6 Things To Consider When Making Your Website Mobile Friendly

With more than 60 percent of all Google searches coming from a mobile device, there’s definitely plenty of incentive to make your website as mobile-friendly as possible. When you throw in the fact that 4 out of 5 consumers use a smartphone to make a purchase decision on a regular basis, it’s easy to see why a website that doesn’t work well on mobile devices may not produce a lot of conversions. Fortunately, there are steps you can take to make your website more appealing to on-the-go visitors.

  1. Choose Between a Responsive or Completely Separate Design

Before you do anything else, you’ll need to decide if you want to create a multipurpose, or responsive, website design or have a separate mobile site. There are pros and cons with each option. A responsive site usually means less code to maintain and you won’t have to worry about having redirects to take visitors to the right site.

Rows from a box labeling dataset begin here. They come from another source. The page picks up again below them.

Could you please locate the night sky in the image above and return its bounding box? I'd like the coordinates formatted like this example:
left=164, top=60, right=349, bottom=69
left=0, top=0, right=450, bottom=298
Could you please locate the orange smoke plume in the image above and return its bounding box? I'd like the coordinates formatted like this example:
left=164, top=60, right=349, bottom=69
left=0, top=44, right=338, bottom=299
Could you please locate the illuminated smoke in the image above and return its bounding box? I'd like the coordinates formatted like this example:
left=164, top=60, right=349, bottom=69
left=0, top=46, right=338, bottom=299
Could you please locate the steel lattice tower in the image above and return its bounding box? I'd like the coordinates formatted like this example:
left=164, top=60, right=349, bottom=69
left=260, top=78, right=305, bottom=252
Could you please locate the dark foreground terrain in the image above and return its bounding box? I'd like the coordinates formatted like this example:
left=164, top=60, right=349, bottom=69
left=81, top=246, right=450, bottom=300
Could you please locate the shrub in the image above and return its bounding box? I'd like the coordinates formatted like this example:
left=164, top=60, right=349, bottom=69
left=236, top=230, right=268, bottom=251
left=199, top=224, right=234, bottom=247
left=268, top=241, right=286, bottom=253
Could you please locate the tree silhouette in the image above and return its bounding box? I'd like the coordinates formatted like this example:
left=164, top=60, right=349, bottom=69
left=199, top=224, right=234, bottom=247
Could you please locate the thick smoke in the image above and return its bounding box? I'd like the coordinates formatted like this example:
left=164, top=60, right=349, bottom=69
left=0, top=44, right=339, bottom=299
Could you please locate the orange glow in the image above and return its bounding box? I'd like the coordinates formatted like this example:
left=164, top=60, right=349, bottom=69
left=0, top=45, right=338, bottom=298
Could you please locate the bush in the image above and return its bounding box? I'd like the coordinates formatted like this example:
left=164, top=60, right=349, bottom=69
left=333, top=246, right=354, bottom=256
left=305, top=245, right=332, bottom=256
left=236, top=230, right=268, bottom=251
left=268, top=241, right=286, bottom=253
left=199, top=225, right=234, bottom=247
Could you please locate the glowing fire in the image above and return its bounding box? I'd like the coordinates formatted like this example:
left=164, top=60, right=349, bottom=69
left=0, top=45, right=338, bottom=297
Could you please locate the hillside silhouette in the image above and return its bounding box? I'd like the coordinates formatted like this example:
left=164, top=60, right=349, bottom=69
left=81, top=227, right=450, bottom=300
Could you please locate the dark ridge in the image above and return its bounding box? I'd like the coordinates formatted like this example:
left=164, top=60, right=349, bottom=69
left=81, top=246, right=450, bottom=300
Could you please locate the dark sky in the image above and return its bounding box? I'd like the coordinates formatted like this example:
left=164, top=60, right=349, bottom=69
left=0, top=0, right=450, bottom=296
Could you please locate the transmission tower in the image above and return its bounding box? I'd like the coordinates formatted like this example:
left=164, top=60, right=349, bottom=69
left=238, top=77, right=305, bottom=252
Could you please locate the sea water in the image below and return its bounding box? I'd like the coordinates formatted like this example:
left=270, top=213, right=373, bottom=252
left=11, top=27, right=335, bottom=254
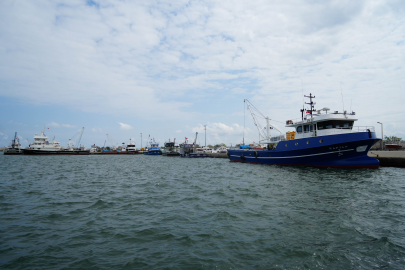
left=0, top=155, right=405, bottom=269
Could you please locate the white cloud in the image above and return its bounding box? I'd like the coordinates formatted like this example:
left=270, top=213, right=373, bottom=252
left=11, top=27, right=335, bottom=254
left=118, top=122, right=133, bottom=130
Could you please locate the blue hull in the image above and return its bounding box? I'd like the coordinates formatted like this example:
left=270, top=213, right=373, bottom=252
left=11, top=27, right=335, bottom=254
left=228, top=132, right=380, bottom=169
left=143, top=150, right=162, bottom=156
left=180, top=153, right=208, bottom=158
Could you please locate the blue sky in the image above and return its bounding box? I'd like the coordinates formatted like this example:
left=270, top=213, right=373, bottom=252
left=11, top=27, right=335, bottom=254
left=0, top=0, right=405, bottom=147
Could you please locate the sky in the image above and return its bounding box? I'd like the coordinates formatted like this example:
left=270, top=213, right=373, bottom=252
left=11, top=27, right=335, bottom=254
left=0, top=0, right=405, bottom=147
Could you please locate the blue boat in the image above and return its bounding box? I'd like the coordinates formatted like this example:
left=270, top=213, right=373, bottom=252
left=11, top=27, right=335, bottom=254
left=143, top=136, right=162, bottom=156
left=179, top=132, right=208, bottom=158
left=228, top=94, right=380, bottom=169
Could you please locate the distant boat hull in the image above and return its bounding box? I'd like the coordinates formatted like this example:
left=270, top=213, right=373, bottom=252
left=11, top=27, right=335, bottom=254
left=143, top=149, right=162, bottom=156
left=23, top=149, right=90, bottom=156
left=181, top=153, right=208, bottom=158
left=163, top=152, right=180, bottom=157
left=228, top=132, right=380, bottom=169
left=385, top=144, right=402, bottom=150
left=101, top=151, right=140, bottom=155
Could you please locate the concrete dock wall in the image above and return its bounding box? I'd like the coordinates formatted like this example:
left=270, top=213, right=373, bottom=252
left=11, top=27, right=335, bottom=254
left=368, top=150, right=405, bottom=168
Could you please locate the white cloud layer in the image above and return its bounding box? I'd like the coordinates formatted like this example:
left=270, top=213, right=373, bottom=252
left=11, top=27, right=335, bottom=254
left=0, top=0, right=405, bottom=146
left=118, top=122, right=133, bottom=130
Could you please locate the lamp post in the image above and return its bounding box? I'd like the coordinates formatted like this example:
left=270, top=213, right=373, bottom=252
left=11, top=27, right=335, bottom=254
left=377, top=122, right=384, bottom=150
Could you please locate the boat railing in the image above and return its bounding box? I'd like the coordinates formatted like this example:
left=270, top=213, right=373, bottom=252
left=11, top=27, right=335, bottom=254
left=346, top=126, right=375, bottom=132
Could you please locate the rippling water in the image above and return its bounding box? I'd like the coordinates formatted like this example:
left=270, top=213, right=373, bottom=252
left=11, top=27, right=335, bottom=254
left=0, top=155, right=405, bottom=269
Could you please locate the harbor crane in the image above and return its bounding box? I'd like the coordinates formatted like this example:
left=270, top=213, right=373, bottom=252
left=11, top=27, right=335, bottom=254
left=244, top=99, right=282, bottom=143
left=69, top=127, right=84, bottom=149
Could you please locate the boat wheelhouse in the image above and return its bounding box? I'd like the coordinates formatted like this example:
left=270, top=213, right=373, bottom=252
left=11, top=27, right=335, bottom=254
left=162, top=139, right=180, bottom=157
left=228, top=94, right=380, bottom=168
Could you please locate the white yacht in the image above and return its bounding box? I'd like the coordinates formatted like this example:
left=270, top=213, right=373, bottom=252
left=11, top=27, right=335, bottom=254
left=23, top=128, right=90, bottom=155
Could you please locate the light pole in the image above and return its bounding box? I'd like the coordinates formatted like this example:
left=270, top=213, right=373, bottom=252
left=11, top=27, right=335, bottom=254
left=377, top=122, right=384, bottom=150
left=204, top=125, right=207, bottom=147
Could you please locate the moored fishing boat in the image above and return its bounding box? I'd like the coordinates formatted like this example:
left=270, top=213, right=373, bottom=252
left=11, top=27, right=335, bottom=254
left=162, top=139, right=180, bottom=157
left=228, top=94, right=380, bottom=168
left=179, top=132, right=208, bottom=158
left=115, top=139, right=139, bottom=155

If you have a layout that’s difficult to make multipurpose, however, you may want to consider having one site for desktop visitors and another one for mobile traffic. Doing so will also allow you to fully tailor your mobile site exclusively for use on a mobile device without having to make design compromises to accommodate desktop visitors. Just make it easy for a visitor to get to the preferred version of your website.

  1. Quick Loading Time

Attention spans are even shorter on mobile devices since users are often very efficient multitaskers. And if a page is taking longer than 3-5 seconds to load, they’re likely to move on to another website. Minimize your mobile loading time by scaling your images appropriately, enabling compression and browser caching, and putting your JavaScript below most of the content, or towards the bottom before your body tag closes.

  1. Design for the “Fat Finger”

Most smartphone screens are about five inches and tablet screens are roughly 9-13 inches. Help your mobile visitors avoid the frustration of tapping the wrong button on smaller screens with a website designed for “fat fingers.” In other words, leave plenty of space around important buttons, such as the ones people will need to hit to start the checkout process, complete a purchase, or place an order.

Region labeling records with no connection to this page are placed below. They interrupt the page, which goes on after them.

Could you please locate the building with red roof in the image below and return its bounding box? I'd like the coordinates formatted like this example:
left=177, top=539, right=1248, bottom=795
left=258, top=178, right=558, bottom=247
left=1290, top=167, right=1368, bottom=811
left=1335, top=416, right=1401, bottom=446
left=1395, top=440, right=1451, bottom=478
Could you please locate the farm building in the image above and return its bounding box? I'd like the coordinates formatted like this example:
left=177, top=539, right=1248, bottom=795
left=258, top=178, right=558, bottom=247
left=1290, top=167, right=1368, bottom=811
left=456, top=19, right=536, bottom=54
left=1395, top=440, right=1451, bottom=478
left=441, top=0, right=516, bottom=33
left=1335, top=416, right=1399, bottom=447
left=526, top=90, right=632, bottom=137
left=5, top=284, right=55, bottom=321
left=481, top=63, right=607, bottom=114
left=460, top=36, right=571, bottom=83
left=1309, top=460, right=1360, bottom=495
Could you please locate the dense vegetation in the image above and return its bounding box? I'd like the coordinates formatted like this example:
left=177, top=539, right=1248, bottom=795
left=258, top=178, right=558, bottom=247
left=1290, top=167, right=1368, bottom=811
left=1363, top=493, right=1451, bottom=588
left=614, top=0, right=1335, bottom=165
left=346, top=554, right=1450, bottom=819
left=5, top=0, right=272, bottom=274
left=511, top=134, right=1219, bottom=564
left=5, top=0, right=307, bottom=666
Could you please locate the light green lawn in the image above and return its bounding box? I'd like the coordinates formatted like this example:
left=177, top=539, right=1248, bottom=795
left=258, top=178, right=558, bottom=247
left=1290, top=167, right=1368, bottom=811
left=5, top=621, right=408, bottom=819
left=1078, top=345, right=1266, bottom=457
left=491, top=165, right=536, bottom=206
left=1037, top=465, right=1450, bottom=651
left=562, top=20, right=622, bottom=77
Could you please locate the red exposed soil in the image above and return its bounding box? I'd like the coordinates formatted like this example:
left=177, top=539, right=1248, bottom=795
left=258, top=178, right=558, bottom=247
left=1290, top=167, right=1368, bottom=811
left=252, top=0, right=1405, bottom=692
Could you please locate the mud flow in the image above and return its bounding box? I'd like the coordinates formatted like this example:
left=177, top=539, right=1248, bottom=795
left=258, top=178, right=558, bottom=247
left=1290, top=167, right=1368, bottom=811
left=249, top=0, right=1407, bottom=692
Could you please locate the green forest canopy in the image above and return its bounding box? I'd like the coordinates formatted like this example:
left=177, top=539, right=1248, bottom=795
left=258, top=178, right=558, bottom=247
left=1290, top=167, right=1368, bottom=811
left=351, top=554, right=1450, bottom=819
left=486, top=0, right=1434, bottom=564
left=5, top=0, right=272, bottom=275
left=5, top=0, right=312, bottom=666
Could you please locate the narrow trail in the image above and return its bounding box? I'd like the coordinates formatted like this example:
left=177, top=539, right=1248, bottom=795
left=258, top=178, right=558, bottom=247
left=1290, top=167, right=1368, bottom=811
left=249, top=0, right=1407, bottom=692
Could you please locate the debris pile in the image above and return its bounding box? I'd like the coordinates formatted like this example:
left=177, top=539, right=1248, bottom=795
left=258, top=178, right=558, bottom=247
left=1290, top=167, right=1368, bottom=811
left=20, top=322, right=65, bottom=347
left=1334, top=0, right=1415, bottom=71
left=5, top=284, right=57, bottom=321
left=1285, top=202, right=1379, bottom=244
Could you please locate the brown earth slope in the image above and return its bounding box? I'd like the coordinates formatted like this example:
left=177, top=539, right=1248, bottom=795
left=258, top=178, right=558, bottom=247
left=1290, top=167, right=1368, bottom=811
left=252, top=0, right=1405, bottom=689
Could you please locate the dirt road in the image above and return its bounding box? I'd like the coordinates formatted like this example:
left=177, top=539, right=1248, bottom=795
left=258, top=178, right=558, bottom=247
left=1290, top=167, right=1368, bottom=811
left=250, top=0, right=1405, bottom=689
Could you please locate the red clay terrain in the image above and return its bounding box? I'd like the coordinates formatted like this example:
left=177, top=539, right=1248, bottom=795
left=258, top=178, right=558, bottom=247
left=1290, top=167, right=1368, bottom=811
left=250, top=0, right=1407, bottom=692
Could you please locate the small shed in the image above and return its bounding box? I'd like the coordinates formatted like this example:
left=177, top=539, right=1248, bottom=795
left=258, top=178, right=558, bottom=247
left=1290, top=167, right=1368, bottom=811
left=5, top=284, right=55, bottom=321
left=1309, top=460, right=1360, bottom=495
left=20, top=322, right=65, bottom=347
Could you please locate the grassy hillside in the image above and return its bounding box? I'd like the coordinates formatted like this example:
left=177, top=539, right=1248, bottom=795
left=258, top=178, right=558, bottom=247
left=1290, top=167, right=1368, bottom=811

  1. Keep Content Consistent

If you’re converting a desktop site to a mobile one, avoid the temptation to snip and clip content here and there. Instead, streamline your content in a way where the message is still the same. Google now considers “hidden” or expandable text (click a link and additional text appears) when ranking a site, as long the content is actually relevant for users. And this is one way to minimize clutter on your mobile site without cutting content that needs to remain.

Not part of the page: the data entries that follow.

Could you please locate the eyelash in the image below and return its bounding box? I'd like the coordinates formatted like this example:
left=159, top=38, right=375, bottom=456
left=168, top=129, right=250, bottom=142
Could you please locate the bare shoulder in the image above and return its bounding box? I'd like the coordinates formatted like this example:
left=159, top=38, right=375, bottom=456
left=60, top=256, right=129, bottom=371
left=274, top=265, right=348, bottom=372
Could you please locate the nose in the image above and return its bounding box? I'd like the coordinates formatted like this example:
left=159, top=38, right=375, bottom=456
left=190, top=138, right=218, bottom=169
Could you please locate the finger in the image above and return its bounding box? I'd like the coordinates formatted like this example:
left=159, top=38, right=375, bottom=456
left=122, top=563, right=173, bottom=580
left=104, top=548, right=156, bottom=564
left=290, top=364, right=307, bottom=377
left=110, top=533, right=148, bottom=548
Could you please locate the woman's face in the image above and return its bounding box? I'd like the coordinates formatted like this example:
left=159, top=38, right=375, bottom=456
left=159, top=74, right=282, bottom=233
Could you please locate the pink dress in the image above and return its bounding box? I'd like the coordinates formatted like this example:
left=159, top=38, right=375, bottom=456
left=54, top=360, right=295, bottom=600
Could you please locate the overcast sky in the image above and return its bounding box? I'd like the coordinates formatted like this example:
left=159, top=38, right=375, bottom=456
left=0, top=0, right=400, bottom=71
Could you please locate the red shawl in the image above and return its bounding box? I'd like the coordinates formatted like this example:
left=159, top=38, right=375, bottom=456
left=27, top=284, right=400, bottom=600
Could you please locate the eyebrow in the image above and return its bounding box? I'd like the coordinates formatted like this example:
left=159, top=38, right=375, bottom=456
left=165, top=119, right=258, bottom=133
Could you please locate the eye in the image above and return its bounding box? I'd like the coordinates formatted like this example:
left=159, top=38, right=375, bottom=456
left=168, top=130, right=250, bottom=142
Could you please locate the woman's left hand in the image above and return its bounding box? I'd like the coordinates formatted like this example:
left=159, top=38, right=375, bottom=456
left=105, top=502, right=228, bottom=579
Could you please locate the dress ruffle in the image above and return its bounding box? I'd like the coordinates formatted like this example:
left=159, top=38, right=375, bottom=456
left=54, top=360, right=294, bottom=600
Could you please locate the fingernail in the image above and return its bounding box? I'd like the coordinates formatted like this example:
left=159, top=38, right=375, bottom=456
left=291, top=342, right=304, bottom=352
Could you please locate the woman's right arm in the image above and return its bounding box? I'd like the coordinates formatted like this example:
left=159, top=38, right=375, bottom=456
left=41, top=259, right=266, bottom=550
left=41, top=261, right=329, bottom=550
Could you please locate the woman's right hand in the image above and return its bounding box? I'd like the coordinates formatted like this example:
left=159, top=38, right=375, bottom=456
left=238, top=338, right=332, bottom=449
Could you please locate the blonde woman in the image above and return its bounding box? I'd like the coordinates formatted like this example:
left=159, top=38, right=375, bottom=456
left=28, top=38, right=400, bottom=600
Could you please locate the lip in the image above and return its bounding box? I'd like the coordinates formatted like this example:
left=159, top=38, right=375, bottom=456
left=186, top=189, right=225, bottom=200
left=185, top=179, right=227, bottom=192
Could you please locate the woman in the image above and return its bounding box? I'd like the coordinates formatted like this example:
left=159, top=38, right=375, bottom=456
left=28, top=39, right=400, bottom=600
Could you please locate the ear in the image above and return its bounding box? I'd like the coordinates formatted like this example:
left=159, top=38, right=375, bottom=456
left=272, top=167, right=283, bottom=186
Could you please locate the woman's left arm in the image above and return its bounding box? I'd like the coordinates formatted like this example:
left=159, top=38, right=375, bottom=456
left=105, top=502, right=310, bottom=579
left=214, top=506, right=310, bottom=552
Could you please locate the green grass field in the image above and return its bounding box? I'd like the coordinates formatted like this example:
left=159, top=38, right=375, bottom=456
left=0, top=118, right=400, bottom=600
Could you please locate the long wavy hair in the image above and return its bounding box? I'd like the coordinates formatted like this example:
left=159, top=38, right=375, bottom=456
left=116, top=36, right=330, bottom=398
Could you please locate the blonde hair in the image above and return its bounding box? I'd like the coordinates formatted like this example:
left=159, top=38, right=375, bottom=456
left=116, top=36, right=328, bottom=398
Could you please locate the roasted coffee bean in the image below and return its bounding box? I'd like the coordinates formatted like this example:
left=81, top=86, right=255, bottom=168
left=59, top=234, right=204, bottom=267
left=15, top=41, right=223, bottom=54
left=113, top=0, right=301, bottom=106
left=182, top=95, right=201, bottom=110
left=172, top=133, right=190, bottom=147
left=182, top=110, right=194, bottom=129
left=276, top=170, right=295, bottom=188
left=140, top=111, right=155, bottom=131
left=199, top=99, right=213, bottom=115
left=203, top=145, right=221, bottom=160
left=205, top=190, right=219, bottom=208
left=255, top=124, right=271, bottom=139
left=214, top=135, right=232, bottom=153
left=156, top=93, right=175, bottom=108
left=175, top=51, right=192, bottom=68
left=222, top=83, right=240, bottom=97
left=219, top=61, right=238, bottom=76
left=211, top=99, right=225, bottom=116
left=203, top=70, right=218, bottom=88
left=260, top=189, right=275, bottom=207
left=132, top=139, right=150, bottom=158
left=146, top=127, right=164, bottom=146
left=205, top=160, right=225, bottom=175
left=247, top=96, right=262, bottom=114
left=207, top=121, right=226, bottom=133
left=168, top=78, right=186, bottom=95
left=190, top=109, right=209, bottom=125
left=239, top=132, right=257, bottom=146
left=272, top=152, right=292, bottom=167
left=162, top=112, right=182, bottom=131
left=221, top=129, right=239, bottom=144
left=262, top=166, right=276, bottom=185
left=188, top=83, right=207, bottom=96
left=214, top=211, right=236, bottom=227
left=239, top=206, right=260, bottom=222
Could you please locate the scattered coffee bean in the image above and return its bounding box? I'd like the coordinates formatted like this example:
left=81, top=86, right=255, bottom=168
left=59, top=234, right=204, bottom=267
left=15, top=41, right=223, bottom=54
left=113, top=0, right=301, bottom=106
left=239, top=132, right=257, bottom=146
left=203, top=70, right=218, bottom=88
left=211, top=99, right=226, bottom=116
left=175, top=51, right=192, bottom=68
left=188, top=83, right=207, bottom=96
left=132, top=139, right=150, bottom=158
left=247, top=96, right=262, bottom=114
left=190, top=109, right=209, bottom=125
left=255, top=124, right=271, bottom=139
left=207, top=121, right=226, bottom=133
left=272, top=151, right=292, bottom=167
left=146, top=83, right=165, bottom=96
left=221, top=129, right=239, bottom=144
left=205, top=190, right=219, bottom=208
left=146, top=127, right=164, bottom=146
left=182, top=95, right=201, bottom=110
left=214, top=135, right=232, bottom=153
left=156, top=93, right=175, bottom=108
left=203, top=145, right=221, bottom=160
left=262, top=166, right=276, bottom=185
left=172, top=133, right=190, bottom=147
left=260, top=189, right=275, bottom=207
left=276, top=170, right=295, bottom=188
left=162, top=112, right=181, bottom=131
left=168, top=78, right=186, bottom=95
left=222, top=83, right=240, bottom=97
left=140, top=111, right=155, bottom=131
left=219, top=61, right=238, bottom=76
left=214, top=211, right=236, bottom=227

  1. Have a Prioritized ‘Tel Link’

With mobile devices, smartphones in particular, having a link with your phone number makes it easier to encourage conversions if your main goal is to get people to call. “Tel links” are also effective on mobile devices since most people don’t automatically look for the bottom of a page when scrolling or tapping on a mobile screen to find contact info with the phone number. It’s also way to avoid possible disruptions in the conversion process or frustration over having to start over again.

  1. Do Not Use Hover Links

The idea of attracting attention to your links by having them change color when the cursor is moved over them makes perfect sense on a desktop PC. Mobile visitors don’t use a mouse, so such links are just annoying. Instead, use less distracting ways to attract attention to your mobile links such as bold or underlined text.